Skip site navigation (1)Skip section navigation (2)
Date:      Sun, 10 Jan 1999 22:05:22 +1000
From:      Stephen McKay <syssgm@dtir.qld.gov.au>
To:        dg@FreeBSD.ORG
Cc:        freebsd-current@FreeBSD.ORG, syssgm@dtir.qld.gov.au
Subject:   Hangs on "inode" and "thrd_sleep"
Message-ID:  <199901101205.WAA21649@nymph.dtir.qld.gov.au>

next in thread | raw e-mail | index | archive | help
My test machine hung last night during 'make -j5 buildworld' with 7 processes
in "thrd_sleep" and 2 in "inode".  Thus began a marathon DDB session
(punctuated by some reluctant sleep).

The machine is a 486DX2/66 with 16Mb ram, AHA1542CF, 1Gb hard disk, kernel
from 29/12/98, compiling current from yesterday, elf binaries, elf kernel,
softupdates.  No NFS involved.  Plenty of swap, and with only 16Mb ram and
parallel builds it does an awful lot of paging.

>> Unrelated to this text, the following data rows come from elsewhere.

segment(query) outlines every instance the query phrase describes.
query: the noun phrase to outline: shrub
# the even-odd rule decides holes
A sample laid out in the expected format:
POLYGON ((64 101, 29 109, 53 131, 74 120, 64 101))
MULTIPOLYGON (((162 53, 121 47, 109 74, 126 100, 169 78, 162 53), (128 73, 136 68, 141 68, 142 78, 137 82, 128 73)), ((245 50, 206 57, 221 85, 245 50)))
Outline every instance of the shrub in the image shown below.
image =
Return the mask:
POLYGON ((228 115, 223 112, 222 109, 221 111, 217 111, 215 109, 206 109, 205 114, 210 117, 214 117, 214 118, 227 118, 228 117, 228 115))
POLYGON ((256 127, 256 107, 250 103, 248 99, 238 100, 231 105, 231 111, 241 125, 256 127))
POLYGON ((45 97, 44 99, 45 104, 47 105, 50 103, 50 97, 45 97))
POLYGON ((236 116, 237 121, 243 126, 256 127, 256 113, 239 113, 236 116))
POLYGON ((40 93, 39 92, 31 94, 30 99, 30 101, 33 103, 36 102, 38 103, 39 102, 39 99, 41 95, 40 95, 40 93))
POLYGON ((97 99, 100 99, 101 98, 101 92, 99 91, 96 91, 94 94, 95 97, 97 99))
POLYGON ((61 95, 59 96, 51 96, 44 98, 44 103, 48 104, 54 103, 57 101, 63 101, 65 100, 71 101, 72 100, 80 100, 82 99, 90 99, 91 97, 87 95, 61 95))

The last visible bit of the compilation log went like this:

    cc -fpic -DPIC ... alias_util.so
    building profiled alias library
    building standard alias library
    building shared alias library (version 2)

Since it was a parallel make, possibly all 3 library builds are running in
parallel.  Certainly there are 3 tsort and 3 nm processes active (well, they
would be if the whole thing wasn't wedged).

The processes in "thrd_sleep" are trying to lock exec_map.  Exec_map has
1 shared lock, 7 waiting, and LK_NOPAUSE LK_SHARE_NON_ZERO LK_WAIT_NON_ZERO
and LK_WANT_EXCL set.  Where's the missing process with the shared lock?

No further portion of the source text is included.